記憶 ―惑星の黙示録―
「それをいい事に、風たちはいい気になって自由に吹き回っているふりをしているし、世界中の半分くらいの人はそれに騙されているんだな~。」
俺は騙されないぞ、と言わんばかりにリュウは笑った。
「へぇ…、私の世界の風も実はそうなのかもしれないね…、なんて。
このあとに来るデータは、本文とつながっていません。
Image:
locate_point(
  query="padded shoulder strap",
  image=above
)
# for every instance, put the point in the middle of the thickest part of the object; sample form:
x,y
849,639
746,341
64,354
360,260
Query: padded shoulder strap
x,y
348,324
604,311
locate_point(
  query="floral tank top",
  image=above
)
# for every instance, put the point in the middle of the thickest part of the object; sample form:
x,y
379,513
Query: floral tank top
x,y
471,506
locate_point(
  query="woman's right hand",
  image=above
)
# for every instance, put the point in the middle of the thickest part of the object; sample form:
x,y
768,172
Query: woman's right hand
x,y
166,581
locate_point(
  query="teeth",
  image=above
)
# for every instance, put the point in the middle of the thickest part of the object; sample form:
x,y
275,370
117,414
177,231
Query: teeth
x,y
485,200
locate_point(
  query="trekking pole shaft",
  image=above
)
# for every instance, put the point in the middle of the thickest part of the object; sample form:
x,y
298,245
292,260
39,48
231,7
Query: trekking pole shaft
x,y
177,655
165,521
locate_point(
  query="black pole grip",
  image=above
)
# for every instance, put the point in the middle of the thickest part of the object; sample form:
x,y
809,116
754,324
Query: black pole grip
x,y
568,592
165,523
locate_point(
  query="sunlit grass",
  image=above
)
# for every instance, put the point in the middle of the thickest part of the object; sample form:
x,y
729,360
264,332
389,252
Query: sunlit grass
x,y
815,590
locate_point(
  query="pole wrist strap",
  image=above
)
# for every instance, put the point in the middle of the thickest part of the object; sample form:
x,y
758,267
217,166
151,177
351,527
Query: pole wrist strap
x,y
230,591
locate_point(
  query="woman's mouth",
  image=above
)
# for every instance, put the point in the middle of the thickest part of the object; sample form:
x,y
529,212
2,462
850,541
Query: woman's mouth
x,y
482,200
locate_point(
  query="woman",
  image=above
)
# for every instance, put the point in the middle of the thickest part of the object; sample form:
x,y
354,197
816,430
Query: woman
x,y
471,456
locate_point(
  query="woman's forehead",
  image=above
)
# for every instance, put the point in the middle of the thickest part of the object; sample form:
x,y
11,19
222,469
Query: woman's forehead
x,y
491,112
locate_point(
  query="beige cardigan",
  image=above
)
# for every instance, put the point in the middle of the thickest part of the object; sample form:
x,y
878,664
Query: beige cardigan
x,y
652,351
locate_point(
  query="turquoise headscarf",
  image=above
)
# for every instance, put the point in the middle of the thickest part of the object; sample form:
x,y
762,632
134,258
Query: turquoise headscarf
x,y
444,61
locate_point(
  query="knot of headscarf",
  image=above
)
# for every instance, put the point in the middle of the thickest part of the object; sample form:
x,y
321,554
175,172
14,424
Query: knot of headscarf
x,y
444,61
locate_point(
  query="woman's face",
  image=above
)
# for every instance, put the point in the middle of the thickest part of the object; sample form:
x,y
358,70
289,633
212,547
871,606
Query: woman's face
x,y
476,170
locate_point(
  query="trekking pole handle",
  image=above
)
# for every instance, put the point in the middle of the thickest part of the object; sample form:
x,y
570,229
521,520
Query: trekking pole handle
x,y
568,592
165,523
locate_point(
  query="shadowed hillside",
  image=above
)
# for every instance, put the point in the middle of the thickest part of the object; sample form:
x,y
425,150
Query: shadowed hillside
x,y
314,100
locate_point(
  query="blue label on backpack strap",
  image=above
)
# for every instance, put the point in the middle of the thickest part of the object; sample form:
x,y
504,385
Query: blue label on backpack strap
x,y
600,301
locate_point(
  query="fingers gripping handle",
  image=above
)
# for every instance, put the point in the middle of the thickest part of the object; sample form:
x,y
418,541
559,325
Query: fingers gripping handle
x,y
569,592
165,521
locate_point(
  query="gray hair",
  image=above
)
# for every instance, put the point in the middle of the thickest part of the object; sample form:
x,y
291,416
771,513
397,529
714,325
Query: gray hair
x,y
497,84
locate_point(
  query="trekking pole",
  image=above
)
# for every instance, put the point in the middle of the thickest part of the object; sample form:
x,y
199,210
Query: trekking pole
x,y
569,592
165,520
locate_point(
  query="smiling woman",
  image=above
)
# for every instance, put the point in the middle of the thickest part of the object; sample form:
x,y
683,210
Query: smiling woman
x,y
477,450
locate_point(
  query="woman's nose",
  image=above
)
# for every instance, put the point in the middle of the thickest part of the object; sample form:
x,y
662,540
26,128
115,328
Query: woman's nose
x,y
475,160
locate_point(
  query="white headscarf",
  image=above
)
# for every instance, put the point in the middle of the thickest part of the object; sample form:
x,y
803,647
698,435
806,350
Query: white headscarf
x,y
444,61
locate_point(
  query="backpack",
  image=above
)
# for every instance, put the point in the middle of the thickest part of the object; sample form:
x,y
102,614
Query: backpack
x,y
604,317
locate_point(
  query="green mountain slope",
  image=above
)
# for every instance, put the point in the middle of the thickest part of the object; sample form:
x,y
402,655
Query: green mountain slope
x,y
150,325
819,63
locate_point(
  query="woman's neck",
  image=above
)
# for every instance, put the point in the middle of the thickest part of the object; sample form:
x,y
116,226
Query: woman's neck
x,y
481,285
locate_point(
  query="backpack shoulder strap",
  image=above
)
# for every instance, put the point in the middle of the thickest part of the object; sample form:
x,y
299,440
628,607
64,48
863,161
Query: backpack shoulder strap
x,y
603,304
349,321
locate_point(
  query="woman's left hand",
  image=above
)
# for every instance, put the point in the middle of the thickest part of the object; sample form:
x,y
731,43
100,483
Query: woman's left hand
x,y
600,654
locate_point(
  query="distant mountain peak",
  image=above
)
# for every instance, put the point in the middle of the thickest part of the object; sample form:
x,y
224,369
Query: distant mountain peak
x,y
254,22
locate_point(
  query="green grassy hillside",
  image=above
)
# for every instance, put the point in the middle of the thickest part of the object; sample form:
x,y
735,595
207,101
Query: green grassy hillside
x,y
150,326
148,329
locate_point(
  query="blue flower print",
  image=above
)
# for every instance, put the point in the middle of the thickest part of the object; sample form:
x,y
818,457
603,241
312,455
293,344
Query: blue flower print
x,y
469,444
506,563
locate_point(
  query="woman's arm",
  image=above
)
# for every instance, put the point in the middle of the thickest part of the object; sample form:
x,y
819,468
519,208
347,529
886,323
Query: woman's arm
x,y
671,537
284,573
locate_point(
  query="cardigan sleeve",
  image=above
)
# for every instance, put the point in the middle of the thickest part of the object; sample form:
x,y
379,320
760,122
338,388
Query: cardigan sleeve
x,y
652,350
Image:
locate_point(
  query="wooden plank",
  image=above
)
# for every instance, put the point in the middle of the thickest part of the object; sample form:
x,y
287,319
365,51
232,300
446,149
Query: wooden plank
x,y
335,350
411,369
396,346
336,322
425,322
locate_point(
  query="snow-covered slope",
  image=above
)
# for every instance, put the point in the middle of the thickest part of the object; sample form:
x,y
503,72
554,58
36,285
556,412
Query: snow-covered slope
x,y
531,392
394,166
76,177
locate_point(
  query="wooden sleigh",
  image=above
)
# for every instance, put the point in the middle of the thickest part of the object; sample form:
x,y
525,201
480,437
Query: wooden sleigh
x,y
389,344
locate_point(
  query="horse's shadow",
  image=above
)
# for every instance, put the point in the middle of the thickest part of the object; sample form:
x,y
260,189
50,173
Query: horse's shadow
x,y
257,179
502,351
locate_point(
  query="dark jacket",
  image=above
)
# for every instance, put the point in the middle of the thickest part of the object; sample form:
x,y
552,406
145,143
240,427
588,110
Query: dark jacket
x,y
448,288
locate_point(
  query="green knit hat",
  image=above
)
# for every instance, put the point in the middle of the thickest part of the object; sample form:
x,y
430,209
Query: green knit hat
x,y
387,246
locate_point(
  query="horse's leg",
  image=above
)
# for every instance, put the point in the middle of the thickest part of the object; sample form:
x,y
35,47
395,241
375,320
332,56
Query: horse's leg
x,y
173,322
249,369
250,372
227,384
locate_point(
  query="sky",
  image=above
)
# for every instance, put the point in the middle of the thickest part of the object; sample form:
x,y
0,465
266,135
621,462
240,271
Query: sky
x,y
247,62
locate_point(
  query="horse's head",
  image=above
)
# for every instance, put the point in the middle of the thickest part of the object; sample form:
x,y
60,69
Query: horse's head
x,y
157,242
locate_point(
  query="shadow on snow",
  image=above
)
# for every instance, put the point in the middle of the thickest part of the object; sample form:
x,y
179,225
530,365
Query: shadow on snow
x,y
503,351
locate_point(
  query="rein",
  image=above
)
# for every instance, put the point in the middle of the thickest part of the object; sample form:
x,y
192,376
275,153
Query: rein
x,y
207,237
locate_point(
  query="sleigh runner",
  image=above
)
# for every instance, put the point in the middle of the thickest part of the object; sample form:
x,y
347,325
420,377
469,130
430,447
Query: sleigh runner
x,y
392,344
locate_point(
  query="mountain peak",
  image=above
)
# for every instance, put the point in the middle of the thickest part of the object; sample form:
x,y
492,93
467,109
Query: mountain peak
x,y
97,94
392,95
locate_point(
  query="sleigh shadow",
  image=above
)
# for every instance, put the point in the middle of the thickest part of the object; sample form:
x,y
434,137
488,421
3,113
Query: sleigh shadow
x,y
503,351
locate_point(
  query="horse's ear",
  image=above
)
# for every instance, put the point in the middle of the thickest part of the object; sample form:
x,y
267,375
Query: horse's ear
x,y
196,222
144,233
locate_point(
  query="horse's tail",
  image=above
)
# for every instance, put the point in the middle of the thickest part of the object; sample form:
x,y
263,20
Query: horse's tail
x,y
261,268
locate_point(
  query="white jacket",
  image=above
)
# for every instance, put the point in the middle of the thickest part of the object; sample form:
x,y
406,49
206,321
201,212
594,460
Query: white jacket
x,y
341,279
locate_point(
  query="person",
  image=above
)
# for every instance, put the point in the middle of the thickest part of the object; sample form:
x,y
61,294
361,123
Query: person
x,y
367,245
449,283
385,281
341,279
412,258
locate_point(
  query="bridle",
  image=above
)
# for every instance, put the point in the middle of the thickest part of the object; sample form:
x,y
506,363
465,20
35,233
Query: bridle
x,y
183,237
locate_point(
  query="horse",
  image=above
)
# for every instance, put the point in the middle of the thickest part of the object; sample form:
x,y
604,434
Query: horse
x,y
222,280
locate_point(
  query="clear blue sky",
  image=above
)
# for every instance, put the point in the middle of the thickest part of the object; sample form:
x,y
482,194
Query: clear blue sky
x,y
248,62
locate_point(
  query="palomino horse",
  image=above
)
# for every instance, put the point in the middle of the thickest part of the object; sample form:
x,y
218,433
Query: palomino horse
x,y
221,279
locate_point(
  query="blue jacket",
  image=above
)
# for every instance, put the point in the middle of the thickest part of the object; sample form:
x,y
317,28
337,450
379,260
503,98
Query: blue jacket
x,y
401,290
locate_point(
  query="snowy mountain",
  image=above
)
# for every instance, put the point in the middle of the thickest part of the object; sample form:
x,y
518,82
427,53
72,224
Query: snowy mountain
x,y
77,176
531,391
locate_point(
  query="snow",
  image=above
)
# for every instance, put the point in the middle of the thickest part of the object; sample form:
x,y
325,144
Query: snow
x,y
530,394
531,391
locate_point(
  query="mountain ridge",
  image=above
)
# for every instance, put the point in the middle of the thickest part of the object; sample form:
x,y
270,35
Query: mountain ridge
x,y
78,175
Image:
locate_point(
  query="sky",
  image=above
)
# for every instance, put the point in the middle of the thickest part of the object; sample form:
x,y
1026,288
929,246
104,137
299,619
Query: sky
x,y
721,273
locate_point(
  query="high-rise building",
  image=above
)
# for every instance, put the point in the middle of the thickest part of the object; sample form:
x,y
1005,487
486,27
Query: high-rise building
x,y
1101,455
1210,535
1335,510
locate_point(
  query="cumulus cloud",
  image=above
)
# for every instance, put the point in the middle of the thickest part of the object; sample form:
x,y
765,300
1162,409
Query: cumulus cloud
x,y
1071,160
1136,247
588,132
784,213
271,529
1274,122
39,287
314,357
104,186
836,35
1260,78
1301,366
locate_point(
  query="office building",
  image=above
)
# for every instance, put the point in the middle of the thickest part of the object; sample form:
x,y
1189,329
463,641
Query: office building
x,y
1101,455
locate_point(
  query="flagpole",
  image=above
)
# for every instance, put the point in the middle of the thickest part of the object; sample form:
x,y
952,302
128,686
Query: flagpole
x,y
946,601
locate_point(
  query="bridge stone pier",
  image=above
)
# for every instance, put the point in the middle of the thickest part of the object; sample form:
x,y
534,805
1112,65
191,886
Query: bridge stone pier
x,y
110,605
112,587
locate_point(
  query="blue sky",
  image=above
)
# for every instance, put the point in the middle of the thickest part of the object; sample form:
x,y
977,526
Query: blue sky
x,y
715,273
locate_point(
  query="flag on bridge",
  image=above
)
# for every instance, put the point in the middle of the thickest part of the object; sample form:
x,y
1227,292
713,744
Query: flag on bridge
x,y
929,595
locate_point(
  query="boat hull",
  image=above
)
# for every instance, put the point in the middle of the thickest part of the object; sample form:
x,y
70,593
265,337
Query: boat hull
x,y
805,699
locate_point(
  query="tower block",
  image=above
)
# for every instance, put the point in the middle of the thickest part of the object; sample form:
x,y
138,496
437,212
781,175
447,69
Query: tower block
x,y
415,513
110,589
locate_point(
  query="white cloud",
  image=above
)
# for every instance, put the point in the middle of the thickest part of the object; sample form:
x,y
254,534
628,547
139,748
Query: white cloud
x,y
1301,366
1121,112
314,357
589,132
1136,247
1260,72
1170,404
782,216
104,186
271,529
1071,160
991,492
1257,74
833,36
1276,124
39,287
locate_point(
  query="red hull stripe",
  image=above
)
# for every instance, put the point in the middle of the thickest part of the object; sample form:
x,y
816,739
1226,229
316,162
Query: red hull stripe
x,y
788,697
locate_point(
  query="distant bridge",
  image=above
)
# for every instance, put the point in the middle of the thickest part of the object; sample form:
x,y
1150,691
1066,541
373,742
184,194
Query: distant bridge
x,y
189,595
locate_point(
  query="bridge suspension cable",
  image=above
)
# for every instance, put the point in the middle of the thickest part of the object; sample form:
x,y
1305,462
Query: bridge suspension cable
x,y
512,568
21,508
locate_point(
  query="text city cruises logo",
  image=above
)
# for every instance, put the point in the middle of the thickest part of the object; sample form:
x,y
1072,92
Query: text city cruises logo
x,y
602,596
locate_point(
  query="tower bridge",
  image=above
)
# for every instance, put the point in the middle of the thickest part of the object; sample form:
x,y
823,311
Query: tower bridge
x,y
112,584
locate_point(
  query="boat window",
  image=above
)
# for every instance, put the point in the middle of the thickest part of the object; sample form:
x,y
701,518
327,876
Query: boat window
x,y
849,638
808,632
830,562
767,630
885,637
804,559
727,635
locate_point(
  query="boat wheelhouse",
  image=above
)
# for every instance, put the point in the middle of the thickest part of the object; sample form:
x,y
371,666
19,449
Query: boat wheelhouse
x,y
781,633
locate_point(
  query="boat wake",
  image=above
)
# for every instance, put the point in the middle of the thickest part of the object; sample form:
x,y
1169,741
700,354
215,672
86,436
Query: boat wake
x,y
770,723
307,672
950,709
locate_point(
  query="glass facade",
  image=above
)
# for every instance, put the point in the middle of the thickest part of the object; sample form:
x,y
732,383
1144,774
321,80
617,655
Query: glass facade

」
自分でも無意識に口に出していた。
22歳にもなって!
何言っちゃってるの、私。
現実的には、風は…
あ~…
そんな常識、正直どうでも良くなっていた。
私の持っているこんな常識、
誰が作った?
――知らない。
ただ、そう教わったから…。
…もう、
常識を捨てればいいんでしょ!?
鬼まで出て来たんだから、私の常識なんて通用しないよ。
だって、夢の中だし?
とにかく、
私は先程までの恐怖もすっかり忘れて上機嫌だった。
飛行機でも乗らない限り、空なんて滅多に飛べるもんじゃない。
「…気持ち良い…」
空を見上げるのは、
昔から大好きだった。
幼い頃からの願望が、
空に対する憧れが、
今、私にこんな夢を見せているのかもしれない。
腹を下に、まるで泳ぐように手を広げると穏やかに風を受ける。
片方の手は、しっかりとリュウと繋がれたまま。